Ephesoft: Linux, Nuance and MongoDB

I'm writing this new blog post to share with you 2 things: (1) My first experience with Ephesoft on Linux, and (2) how I integrated Ephesoft with the NoSQL database MongoDB.

Ephesoft installation on Linux

I tried to install Ephesoft linux with the first release candidates few months ago. And it was not a big success for me. So, I decided to wait until the release of the first official Linux version few weeks ago. And I can say that I was really surprised. I just setup a standard Ubuntu Desktop virtual machine. The installation was really easy. Ephesoft provides an installer that takes care of everything including dependencies. In less than 10 minutes, my server was up and running. The Ephesoft team did a really good job!
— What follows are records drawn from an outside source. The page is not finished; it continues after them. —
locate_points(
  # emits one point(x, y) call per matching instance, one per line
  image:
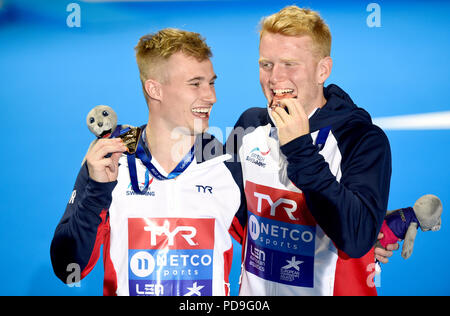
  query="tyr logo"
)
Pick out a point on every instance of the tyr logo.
point(187, 232)
point(273, 205)
point(204, 189)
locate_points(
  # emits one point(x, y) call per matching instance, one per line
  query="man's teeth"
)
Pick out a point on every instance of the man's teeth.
point(282, 91)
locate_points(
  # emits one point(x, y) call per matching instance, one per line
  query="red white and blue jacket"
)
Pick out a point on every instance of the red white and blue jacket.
point(173, 240)
point(315, 205)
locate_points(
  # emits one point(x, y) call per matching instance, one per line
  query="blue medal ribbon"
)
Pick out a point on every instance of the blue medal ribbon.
point(322, 137)
point(146, 160)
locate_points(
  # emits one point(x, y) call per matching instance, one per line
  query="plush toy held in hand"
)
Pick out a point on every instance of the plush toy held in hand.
point(102, 122)
point(403, 223)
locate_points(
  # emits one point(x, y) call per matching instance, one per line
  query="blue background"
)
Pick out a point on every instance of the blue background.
point(52, 75)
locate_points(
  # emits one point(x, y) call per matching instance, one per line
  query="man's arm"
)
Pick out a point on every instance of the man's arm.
point(80, 232)
point(352, 210)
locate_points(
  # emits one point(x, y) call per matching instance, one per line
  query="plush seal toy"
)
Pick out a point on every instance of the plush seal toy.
point(403, 223)
point(102, 122)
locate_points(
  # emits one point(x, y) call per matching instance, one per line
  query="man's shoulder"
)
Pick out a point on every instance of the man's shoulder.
point(253, 117)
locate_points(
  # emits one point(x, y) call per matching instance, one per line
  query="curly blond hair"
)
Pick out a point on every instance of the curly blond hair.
point(153, 50)
point(295, 21)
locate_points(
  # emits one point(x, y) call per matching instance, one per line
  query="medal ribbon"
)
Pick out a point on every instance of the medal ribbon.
point(322, 137)
point(146, 160)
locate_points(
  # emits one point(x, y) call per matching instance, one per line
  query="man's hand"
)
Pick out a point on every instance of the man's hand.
point(293, 125)
point(382, 254)
point(102, 169)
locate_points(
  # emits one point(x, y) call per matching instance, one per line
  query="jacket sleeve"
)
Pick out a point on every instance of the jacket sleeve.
point(81, 231)
point(240, 218)
point(350, 211)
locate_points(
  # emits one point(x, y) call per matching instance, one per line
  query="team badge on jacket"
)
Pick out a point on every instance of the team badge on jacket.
point(170, 256)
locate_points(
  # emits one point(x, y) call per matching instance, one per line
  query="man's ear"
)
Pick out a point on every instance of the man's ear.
point(153, 89)
point(324, 69)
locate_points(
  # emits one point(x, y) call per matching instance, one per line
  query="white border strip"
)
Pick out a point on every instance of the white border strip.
point(425, 121)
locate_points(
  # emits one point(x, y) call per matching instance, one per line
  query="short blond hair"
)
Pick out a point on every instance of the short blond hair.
point(153, 51)
point(295, 21)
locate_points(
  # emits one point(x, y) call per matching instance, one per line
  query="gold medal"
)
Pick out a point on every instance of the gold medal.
point(130, 137)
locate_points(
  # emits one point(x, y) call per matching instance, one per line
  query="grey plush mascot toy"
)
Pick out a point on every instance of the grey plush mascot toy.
point(403, 223)
point(102, 122)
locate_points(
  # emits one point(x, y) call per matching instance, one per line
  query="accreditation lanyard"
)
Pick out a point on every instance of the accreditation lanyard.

In terms of performance, I didn't really spend time to compare my Windows VM and my Ubuntu VM. But I have the feeling that the same batch instance was processed more quickly on my Ubuntu VM. It would be really interesting to compare performances on similar VM with the same batch class.

Batch Class Creation

For this NoSQL use case, I wanted to create a new batch class from scratch on my Linux server. My goals were:

  1. To create a batch class from scratch
  2. To deactivate the review and the validation steps
  3. To configure this batch class to use fixed form extraction on I9 form. The Employment Eligibility Verification Form I-9 is a U.S. Citizenship and Immigration Services form. It is used by an employer to verify an employee's identity and to establish that the worker is eligible to accept employment in the United States. You can download a sample here: http://www.uscis.gov/sites/default/files/files/form/i-9.pdf
  4. To export all extracted fields, and as well PNG files created during the Ephesoft process in MongoDB.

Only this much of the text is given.